The MARPOL Convention is the global agreement to control pollution from ships. MARPOL Annex VI regulates the emission into the atmosphere of specified pollutants from ships.

“By enacting MARPOL Annex VI, the United States continues to lead the way in reducing air pollution from ships,” said Senator Inouye. “We now have the authority to inspect party and non-party vessels, consistent with the other marine annexes.  In addition, as we look forward to the next round of treaty negotiations in October, the United States will again be well-positioned to continue to press for higher standards and better pollution controls from ships operating in our waters.”

As enacted, H.R. 802 would:

·         Require the EPA to promulgate regulations to establish standards for nitrogen oxides (NOx), sulfur oxides (SOx), and volatile organic compounds and quality standards for vessel fuel oil in consultation with the Coast Guard.

·         Require U.S.-flag vessels and foreign vessels that are operating in the territorial sea, in emission control areas, and in areas designated by the Administrator, in consultation with the Coast Guard, to comply with vessel air emission regulations that are issued by the Coast Guard and the EPA. These requirements also would give the Coast Guard the authority to apply Annex VI to party and non-party vessels in the U.S. EEZ in the same manner as the other marine-related Annexes apply to non-party vessels.

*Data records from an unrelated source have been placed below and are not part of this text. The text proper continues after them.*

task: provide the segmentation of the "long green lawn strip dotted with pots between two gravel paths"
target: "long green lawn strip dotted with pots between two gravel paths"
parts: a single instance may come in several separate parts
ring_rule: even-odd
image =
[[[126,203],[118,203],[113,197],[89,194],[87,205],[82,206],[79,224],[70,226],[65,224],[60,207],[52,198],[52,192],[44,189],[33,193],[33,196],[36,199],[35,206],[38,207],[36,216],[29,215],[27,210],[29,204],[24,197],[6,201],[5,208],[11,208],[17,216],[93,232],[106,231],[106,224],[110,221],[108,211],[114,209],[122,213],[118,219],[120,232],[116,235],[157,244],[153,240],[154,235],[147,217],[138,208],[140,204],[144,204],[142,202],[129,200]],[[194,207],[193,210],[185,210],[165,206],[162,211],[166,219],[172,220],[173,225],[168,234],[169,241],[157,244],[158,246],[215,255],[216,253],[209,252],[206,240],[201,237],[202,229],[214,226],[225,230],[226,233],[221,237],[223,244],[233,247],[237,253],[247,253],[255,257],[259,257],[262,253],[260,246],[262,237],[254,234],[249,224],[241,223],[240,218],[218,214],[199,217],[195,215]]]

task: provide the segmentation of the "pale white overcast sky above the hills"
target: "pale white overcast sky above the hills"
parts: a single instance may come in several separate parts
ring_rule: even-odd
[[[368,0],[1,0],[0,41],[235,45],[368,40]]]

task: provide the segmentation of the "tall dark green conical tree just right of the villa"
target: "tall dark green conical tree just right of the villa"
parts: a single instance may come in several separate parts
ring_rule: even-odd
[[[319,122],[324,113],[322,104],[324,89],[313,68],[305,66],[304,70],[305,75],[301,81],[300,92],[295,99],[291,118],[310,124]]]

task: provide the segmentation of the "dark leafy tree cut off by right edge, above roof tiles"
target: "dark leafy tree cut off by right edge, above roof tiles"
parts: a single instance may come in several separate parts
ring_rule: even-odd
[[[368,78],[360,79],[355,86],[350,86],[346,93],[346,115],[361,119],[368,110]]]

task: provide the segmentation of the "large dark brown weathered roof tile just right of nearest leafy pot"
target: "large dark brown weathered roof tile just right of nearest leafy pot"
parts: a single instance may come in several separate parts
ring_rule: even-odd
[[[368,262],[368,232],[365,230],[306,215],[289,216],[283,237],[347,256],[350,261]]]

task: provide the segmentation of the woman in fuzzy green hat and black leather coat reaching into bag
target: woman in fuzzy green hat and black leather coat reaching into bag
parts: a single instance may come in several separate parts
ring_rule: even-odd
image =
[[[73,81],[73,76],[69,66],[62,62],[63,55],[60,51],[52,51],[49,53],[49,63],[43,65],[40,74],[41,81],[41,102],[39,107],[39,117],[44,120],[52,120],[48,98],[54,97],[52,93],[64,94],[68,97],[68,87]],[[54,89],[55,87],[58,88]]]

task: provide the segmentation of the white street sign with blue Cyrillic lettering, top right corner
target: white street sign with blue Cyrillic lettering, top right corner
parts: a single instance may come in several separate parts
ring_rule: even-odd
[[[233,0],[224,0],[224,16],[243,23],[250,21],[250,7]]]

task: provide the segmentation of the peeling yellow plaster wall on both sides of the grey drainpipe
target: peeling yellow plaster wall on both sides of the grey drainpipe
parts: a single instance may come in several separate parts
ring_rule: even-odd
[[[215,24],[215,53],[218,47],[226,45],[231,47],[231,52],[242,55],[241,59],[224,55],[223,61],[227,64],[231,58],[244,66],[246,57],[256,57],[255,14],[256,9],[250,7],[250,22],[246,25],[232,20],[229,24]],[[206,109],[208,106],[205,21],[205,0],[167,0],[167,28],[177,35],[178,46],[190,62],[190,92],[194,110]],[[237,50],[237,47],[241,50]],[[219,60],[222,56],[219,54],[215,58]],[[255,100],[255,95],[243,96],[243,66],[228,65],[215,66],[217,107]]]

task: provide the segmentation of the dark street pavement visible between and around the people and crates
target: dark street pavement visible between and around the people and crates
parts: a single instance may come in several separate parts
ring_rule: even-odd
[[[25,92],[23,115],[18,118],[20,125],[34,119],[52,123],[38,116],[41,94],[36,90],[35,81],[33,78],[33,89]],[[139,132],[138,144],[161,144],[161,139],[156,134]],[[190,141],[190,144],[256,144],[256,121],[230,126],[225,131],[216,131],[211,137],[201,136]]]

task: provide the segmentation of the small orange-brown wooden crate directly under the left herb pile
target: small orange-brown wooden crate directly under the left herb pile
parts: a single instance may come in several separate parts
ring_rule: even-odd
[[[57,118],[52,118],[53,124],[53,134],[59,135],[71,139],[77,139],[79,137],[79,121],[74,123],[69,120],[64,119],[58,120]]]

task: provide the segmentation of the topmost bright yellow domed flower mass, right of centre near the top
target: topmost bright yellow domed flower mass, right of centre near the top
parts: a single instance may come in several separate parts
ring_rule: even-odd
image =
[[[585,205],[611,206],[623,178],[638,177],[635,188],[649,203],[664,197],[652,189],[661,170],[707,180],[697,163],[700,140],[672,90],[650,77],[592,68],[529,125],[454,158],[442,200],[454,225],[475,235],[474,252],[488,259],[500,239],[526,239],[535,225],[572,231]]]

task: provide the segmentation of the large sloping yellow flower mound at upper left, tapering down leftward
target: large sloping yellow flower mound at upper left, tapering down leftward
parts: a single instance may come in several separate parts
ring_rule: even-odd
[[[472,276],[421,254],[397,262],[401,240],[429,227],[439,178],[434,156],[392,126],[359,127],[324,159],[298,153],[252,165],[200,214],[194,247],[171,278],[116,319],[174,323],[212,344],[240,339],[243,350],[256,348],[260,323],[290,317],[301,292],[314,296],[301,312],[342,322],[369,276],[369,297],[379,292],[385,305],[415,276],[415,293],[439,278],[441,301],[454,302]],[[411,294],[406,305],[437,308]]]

·         Ensure that the authority to enforce Annex VI would not restrict the freedom of navigation in a country’s EEZ, the right of passage through the territorial sea, or the right of transit passage though straits used for international navigation.

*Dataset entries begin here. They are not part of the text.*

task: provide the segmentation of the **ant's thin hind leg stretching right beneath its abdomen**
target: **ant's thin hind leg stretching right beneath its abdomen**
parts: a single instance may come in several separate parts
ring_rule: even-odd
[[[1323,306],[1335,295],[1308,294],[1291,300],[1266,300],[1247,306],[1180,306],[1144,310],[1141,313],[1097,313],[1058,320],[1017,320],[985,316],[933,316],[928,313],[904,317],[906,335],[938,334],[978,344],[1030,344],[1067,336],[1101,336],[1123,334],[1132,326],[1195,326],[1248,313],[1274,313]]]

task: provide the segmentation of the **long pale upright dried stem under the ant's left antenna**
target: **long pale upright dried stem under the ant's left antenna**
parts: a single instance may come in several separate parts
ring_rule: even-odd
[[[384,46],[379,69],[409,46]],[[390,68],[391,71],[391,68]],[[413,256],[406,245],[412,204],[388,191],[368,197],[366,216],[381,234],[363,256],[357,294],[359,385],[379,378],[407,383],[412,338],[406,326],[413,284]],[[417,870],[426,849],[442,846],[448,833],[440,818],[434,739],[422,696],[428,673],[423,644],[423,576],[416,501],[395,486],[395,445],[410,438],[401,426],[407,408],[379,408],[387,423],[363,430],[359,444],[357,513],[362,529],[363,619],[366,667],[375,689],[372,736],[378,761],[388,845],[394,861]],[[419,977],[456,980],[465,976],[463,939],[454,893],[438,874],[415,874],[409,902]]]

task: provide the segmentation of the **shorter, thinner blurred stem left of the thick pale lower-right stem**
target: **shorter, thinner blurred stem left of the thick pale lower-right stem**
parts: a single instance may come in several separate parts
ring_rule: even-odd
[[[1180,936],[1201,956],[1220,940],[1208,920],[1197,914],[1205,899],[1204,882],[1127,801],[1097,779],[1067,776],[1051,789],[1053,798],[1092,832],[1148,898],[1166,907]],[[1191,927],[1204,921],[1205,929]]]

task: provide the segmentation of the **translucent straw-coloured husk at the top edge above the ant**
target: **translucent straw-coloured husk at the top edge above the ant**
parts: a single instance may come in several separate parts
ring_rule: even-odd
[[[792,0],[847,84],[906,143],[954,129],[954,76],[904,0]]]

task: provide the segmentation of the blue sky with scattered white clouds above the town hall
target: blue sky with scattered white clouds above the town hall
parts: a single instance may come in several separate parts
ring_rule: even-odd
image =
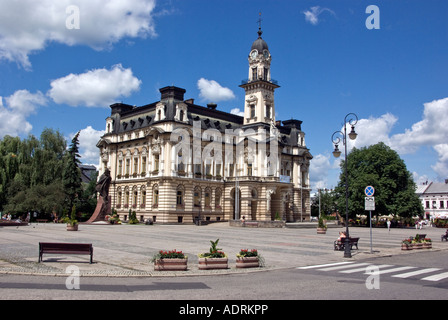
[[[369,5],[379,29],[366,27]],[[96,164],[110,103],[145,105],[175,85],[242,110],[259,12],[276,118],[303,121],[313,188],[337,183],[331,136],[350,112],[356,147],[384,141],[417,183],[448,178],[444,0],[2,0],[0,138],[82,130],[81,160]]]

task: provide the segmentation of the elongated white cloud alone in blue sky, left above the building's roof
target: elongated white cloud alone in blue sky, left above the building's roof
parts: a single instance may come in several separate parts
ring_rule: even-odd
[[[48,95],[59,104],[107,107],[119,97],[138,91],[140,84],[131,69],[118,64],[110,70],[94,69],[53,80]]]

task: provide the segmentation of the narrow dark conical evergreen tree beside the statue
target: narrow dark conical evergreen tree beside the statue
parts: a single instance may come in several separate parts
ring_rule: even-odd
[[[62,183],[68,208],[72,208],[82,194],[81,170],[79,169],[81,164],[79,158],[81,156],[78,150],[79,133],[80,131],[72,139],[70,148],[65,156],[65,166],[62,174]]]

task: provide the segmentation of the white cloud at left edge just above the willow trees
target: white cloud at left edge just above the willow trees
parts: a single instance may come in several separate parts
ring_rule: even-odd
[[[4,100],[6,105],[0,97],[0,138],[28,134],[33,126],[27,118],[36,112],[38,106],[47,103],[42,92],[30,93],[28,90],[18,90]]]

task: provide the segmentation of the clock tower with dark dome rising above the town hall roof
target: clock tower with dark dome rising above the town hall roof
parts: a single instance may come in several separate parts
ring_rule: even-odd
[[[258,28],[258,39],[249,53],[249,77],[240,85],[246,91],[244,99],[244,125],[275,124],[274,90],[279,88],[271,78],[271,53]]]

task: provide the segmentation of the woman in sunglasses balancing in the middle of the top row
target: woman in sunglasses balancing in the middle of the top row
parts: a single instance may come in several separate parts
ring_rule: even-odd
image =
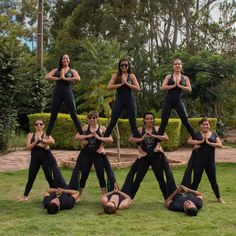
[[[104,137],[111,135],[114,126],[123,109],[126,110],[132,134],[138,137],[136,126],[136,103],[133,91],[140,91],[136,76],[131,71],[130,63],[127,59],[121,59],[118,64],[118,72],[113,74],[107,88],[116,89],[116,100],[112,107],[111,121],[108,125]]]

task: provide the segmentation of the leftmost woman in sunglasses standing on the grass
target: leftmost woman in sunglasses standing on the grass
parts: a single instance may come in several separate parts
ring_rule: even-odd
[[[42,119],[37,119],[35,121],[35,132],[29,133],[27,137],[26,149],[31,151],[31,160],[28,173],[28,181],[25,187],[24,196],[21,201],[27,201],[28,195],[32,186],[34,184],[35,178],[38,174],[40,166],[42,166],[46,180],[49,186],[52,188],[54,182],[52,179],[52,171],[48,163],[48,149],[49,144],[54,143],[54,139],[49,136],[45,138],[44,134],[44,121]]]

·         Apply vessel air emission standards only to vessels with NOx marine engines rated above 130 kilowatts, or 175 horsepower.

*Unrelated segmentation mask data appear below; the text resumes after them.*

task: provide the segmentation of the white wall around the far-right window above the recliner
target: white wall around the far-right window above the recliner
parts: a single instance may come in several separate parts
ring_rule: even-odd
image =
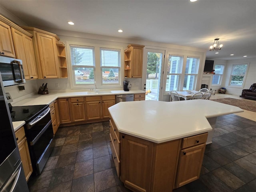
[[[249,63],[244,86],[242,88],[234,88],[232,86],[229,86],[228,84],[233,64],[244,63]],[[244,58],[227,61],[226,70],[224,70],[224,78],[222,80],[222,87],[225,87],[227,89],[227,94],[241,95],[242,90],[249,89],[253,83],[256,83],[256,58]]]

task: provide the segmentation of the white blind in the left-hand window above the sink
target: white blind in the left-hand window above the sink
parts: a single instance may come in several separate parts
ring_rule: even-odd
[[[93,47],[70,46],[72,66],[95,66]]]

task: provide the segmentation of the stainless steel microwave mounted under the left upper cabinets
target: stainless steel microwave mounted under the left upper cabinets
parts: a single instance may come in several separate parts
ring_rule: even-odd
[[[4,87],[26,83],[20,59],[0,56],[0,72]]]

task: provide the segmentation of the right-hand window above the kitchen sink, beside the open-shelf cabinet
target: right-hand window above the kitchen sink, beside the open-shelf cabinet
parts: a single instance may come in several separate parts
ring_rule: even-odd
[[[100,48],[102,84],[119,84],[120,66],[120,50]]]

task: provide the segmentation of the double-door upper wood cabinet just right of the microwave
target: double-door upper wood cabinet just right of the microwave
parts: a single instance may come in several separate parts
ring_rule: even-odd
[[[32,38],[12,28],[16,58],[22,60],[25,79],[37,79],[36,60]]]

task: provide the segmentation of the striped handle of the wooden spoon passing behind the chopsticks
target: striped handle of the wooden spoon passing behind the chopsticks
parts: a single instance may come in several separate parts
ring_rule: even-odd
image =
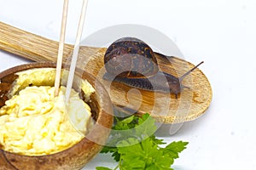
[[[0,49],[34,61],[56,61],[58,42],[0,22]],[[64,58],[72,49],[72,45],[65,44]]]

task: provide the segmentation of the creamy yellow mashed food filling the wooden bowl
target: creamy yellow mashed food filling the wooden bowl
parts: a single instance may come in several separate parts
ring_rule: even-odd
[[[73,90],[66,107],[65,90],[61,87],[55,97],[53,87],[26,87],[7,100],[0,109],[0,148],[26,156],[49,155],[83,139],[92,123],[90,106]]]

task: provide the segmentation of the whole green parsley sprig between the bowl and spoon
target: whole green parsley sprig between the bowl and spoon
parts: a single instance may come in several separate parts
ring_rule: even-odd
[[[149,114],[129,116],[123,120],[116,118],[111,138],[101,153],[111,153],[113,159],[119,162],[114,170],[173,170],[174,159],[189,143],[174,141],[160,147],[160,144],[166,143],[154,136],[156,128],[154,118]],[[112,169],[96,167],[96,170]]]

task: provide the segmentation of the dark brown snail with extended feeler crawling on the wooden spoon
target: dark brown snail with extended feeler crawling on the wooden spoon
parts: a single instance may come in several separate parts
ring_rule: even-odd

·         Prohibit any person other than the Administrator of the EPA from issuing an Engine International Air Pollution Prevention Certificate on behalf of the United States and require that such certificates are issued consistently with regulations and requirements under the Clean Air Act. 

·         Require each vessel greater than 400 gross tons and each offshore terminal to be issued an International Air Pollution Prevention Certificate to certify that the vessel’s or terminal’s equipment is in compliance with all applicable requirements under MARPOL Annex VI, and an Engine International Air Pollution Prevention Certificate to certify that each engine or engine group is in compliance with NOx standards. 

·         Require the Secretary of the Department in which the Coast Guard is operating or the EPA Administrator to prescribe regulations that require ports and terminals to provide or ensure the availability of adequate reception facilities for ozone depleting substances, equipment containing such substances, and exhaust cleaning residues. This section also would authorize the Coast Guard to deny a vessel entry into a port or terminal that, in the Coast Guard’s determination, is not in compliance with those regulations.